I knew all of the Sunday school answers to the lesson questions – “God, Jesus, the Bible”, but what I knew to say in my head (and get a gold star) didn’t translate over to my heart. Outwardly, I proclaimed that I was a Christian and I knew I was a sinner, but I only prayed when I wanted something big to go my way and I thought of myself as a pretty good person. Convinced of this, my heart was hardened further and further with each year. Pride overcame my heart, and if someone would confess to me about a struggle they were facing, on the outside I would claim to understand while inwardly, my heart was judging and thinking myself superior. I KNEW I had struggles, but I believed fully that I could overcome them myself, and maybe God would provide some supplementary help – if I was good.
Throughout high school and college, unbeknownst to me, the Lord was merciful in using my growing legalism to shield me from many sinful patterns and choices, but I still struggled with intense judgment of others, selfishness, hardness of heart, and lust — the very things Jesus rebukes the most in the Scriptures.
My friends and family knew me as the funny guy, the person who was always smiling, who seemed to rarely have a bad day. The Lord had indeed blessed me with a sense of humor, but convinced it was my own, I wielded it in order to try to impress everyone around me. In reality, when nobody was around, I found so much of how I spent my time of trying to impress everyone at all times as a really exhausting and endless cycle.
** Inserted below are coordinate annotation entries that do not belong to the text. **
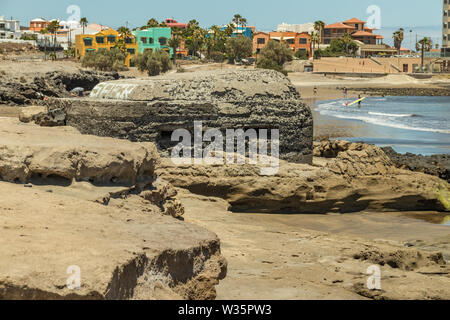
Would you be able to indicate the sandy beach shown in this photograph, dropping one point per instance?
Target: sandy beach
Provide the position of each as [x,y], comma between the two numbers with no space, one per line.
[269,255]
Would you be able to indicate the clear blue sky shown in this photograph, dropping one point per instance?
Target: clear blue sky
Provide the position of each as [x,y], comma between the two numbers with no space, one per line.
[264,14]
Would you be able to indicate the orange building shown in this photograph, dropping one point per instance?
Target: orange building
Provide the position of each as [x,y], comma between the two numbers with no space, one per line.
[355,27]
[260,40]
[295,41]
[38,24]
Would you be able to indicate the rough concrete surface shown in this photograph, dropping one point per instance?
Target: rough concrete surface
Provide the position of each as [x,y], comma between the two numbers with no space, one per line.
[151,109]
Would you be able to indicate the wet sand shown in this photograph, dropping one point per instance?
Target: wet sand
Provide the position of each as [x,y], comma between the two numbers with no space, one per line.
[290,257]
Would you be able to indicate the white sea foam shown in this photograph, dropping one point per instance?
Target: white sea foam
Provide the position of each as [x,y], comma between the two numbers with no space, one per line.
[383,122]
[393,115]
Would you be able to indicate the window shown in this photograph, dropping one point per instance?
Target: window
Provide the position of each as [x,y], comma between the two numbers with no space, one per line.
[162,41]
[87,42]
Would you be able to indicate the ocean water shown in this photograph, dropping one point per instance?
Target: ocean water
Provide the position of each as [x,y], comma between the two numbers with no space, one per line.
[418,125]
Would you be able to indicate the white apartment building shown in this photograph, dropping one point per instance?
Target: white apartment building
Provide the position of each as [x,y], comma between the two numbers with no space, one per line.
[298,28]
[9,29]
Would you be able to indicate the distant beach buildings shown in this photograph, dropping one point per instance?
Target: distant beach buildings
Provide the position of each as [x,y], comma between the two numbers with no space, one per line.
[9,28]
[298,28]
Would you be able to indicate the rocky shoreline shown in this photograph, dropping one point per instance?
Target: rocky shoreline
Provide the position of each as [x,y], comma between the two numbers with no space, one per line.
[142,227]
[26,91]
[435,165]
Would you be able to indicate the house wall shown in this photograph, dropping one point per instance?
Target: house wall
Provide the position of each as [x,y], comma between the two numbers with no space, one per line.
[295,41]
[149,39]
[257,47]
[81,48]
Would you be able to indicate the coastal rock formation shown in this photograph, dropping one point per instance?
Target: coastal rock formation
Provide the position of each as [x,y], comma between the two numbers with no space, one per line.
[93,207]
[28,151]
[119,251]
[356,178]
[151,109]
[25,91]
[436,165]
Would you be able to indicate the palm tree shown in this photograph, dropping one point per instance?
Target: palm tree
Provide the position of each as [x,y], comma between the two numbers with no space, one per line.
[124,32]
[175,42]
[44,32]
[83,22]
[347,40]
[319,25]
[398,37]
[53,28]
[424,45]
[315,39]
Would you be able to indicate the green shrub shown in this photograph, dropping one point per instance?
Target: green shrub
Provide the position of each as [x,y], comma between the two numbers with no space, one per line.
[274,56]
[217,56]
[153,62]
[105,60]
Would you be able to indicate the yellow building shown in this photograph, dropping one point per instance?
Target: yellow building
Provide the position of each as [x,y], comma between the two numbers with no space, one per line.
[105,39]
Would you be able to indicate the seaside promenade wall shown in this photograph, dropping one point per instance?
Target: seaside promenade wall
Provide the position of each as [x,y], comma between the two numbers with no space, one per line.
[390,65]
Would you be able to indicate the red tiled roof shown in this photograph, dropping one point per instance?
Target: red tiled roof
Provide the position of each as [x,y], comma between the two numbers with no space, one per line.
[363,34]
[354,20]
[338,25]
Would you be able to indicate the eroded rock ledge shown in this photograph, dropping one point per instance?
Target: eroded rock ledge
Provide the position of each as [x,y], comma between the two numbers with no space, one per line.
[346,177]
[94,203]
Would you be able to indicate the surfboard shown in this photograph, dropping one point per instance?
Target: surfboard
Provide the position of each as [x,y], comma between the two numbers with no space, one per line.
[354,102]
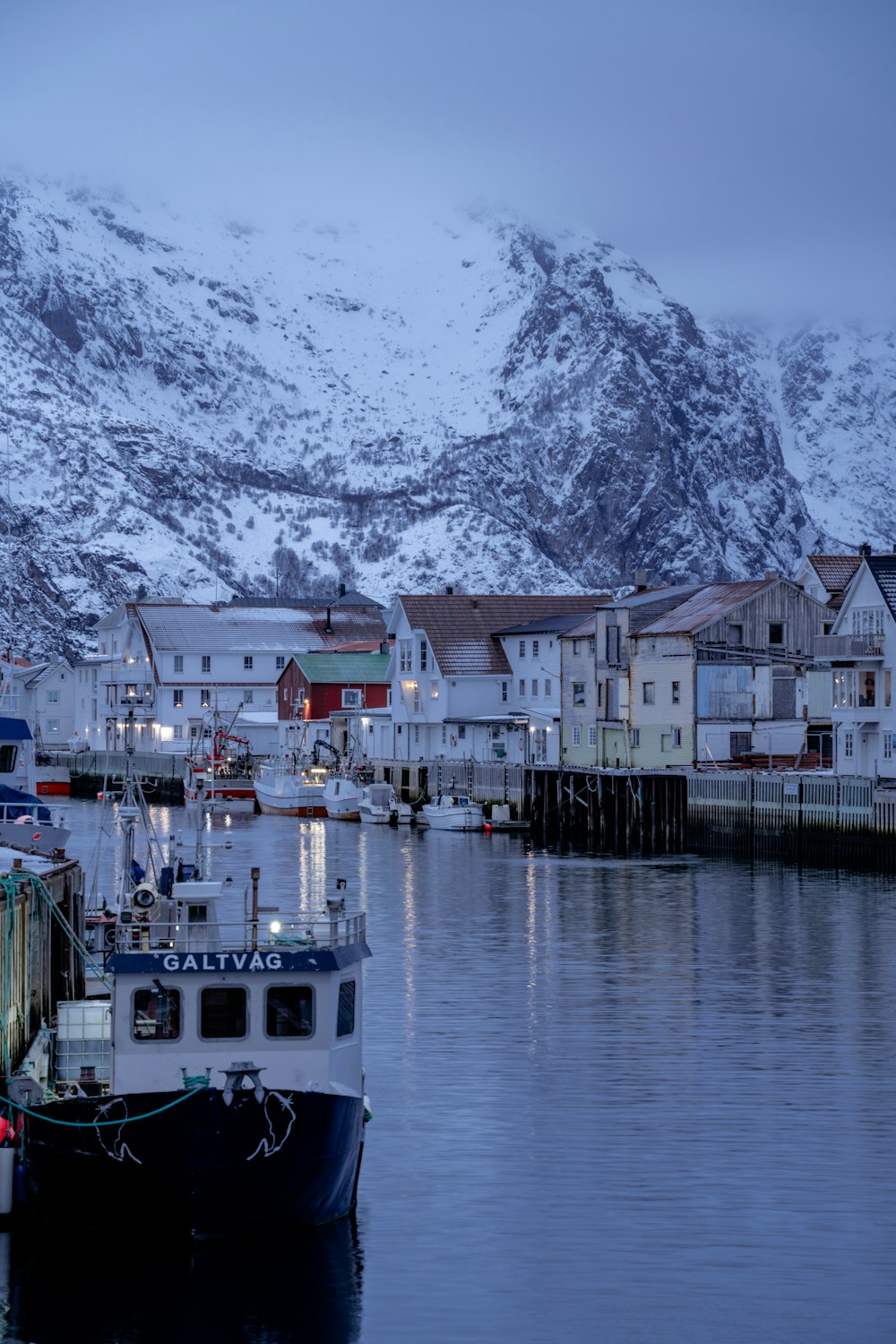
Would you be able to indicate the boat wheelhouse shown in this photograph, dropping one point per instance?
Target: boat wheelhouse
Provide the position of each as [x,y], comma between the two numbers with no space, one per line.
[225,1088]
After so much time serving myself, The Lord in His mercy brought Veronica into my life after I moved to DC. Through the early months of our relationship, He displayed His Spirit to me in how He had been working in Veronica’s heart over the course of her life. With that, God was after my heart. Over the weeks, He began to tear down my idols of self, lust, and my intense fear of man.
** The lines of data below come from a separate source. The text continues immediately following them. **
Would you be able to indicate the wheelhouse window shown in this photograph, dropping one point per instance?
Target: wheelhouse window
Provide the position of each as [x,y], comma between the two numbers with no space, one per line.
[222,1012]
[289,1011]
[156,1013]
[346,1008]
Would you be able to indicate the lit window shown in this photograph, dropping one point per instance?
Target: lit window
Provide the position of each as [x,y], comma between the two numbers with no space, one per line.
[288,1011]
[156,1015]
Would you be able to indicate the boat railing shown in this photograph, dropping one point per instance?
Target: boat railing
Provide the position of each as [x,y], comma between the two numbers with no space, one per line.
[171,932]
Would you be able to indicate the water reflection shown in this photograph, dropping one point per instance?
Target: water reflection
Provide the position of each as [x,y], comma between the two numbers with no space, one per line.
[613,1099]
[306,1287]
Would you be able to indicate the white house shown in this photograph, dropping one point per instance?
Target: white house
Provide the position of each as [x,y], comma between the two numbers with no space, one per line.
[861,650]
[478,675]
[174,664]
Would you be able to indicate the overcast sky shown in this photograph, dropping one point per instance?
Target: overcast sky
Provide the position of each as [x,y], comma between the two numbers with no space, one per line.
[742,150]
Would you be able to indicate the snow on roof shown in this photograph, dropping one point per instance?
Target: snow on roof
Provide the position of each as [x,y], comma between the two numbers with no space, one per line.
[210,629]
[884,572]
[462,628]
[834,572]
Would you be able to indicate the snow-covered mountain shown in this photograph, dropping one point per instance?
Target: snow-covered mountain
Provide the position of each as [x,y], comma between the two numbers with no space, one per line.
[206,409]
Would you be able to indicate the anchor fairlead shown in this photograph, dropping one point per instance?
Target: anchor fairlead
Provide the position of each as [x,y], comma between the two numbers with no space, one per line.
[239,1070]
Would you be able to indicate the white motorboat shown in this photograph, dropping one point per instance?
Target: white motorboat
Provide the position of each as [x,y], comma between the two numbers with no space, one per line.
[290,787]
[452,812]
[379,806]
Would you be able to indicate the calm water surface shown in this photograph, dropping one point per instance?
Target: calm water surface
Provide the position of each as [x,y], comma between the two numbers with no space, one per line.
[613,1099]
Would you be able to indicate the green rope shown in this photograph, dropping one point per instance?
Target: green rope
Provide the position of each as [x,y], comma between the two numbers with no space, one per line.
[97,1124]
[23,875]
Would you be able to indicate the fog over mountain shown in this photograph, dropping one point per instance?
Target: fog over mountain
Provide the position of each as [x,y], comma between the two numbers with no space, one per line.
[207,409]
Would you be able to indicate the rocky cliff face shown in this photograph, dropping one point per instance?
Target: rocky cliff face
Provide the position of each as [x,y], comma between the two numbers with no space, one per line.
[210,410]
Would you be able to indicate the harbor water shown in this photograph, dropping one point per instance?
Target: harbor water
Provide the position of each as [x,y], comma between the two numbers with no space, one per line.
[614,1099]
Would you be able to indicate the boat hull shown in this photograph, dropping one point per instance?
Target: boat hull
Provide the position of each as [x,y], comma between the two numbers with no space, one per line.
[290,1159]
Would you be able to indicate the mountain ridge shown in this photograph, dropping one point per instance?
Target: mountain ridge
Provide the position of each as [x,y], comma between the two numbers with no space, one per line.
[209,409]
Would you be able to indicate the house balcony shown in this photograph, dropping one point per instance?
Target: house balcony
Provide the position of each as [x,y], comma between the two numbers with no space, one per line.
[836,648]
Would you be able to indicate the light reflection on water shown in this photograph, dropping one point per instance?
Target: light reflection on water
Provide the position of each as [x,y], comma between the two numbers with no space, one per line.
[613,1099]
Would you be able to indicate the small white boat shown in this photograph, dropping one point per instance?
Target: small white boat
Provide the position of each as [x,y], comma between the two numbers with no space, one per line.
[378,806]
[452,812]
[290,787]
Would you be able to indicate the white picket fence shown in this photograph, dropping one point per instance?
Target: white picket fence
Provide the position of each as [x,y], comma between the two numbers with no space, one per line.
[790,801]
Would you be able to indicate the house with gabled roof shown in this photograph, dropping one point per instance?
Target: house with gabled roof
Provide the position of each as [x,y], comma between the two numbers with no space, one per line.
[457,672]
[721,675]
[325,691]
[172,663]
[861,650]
On February 14th, 2010, the Lord reached into the sinful pit of my proud and sinful heart and lifted me up out of it to set me on a solid foundation. He granted me repentance, and as if blinders had come off my eyes, I could now see. I could EXPERIENCE the Spirit and what a relationship with the creator of the universe was actually like. All of my legalistic and shallow beliefs about the Lord were changed, and I experienced a RADICAL shift in my heart in the immediate weeks.
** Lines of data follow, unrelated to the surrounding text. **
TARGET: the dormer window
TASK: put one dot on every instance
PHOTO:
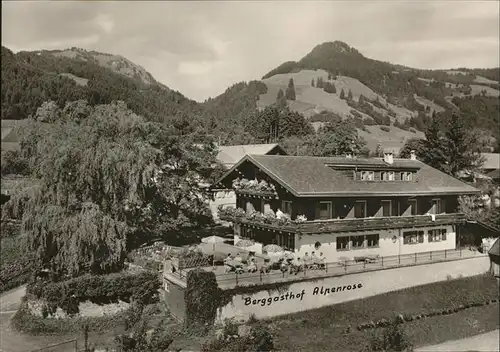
(367, 176)
(387, 176)
(406, 176)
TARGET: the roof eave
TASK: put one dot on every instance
(379, 194)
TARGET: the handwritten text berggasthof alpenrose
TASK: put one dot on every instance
(291, 296)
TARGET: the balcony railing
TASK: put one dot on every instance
(339, 225)
(227, 280)
(257, 193)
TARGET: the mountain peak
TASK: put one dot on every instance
(335, 47)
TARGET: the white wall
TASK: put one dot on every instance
(366, 284)
(387, 247)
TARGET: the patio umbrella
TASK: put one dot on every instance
(213, 240)
(244, 243)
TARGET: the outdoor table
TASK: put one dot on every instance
(236, 265)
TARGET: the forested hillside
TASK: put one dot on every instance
(31, 78)
(333, 81)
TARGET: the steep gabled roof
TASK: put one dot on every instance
(231, 154)
(494, 174)
(306, 176)
(495, 249)
(492, 161)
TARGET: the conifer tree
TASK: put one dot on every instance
(280, 99)
(290, 91)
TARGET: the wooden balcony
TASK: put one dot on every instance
(257, 193)
(342, 225)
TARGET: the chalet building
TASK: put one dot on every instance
(344, 207)
(229, 156)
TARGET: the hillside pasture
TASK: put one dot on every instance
(394, 139)
(477, 89)
(311, 100)
(484, 80)
(426, 102)
(79, 80)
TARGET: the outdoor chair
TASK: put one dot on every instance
(265, 269)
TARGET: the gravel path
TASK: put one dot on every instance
(488, 342)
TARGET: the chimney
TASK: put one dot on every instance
(413, 155)
(388, 157)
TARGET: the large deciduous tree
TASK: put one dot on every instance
(108, 181)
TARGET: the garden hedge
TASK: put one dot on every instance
(403, 318)
(28, 323)
(139, 287)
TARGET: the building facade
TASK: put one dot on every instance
(229, 156)
(344, 207)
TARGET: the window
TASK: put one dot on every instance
(406, 176)
(286, 207)
(387, 175)
(372, 240)
(413, 237)
(342, 243)
(437, 235)
(386, 208)
(286, 240)
(357, 242)
(413, 206)
(324, 210)
(247, 233)
(436, 206)
(360, 209)
(367, 175)
(345, 243)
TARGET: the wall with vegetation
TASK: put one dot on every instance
(324, 292)
(174, 299)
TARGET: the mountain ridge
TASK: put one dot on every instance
(383, 93)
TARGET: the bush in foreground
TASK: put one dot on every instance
(257, 339)
(140, 287)
(391, 339)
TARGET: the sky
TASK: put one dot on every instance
(202, 48)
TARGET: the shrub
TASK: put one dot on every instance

I saw the ways I had been wasting my life unintentionally with everyone I knew. All of a sudden, obeying the Lord and seeking Him were not arduous tasks or something to be “checked off” a to-do list. Scripture was no longer a long book of names and lineages, but held the very truth and the greatest news of all: That despite all of the ways I rejected God through my hypocrisy, my hatred of His holiness-the Lord chose to love me, to send Jesus to pay for my sin, and to draw me into love for Him. There is nothing in my heart that would have sought Him, He sought me out and rescued me, completely, wonderfully, and undeservedly, bringing this arrogant, prideful, enemy of His from death to life.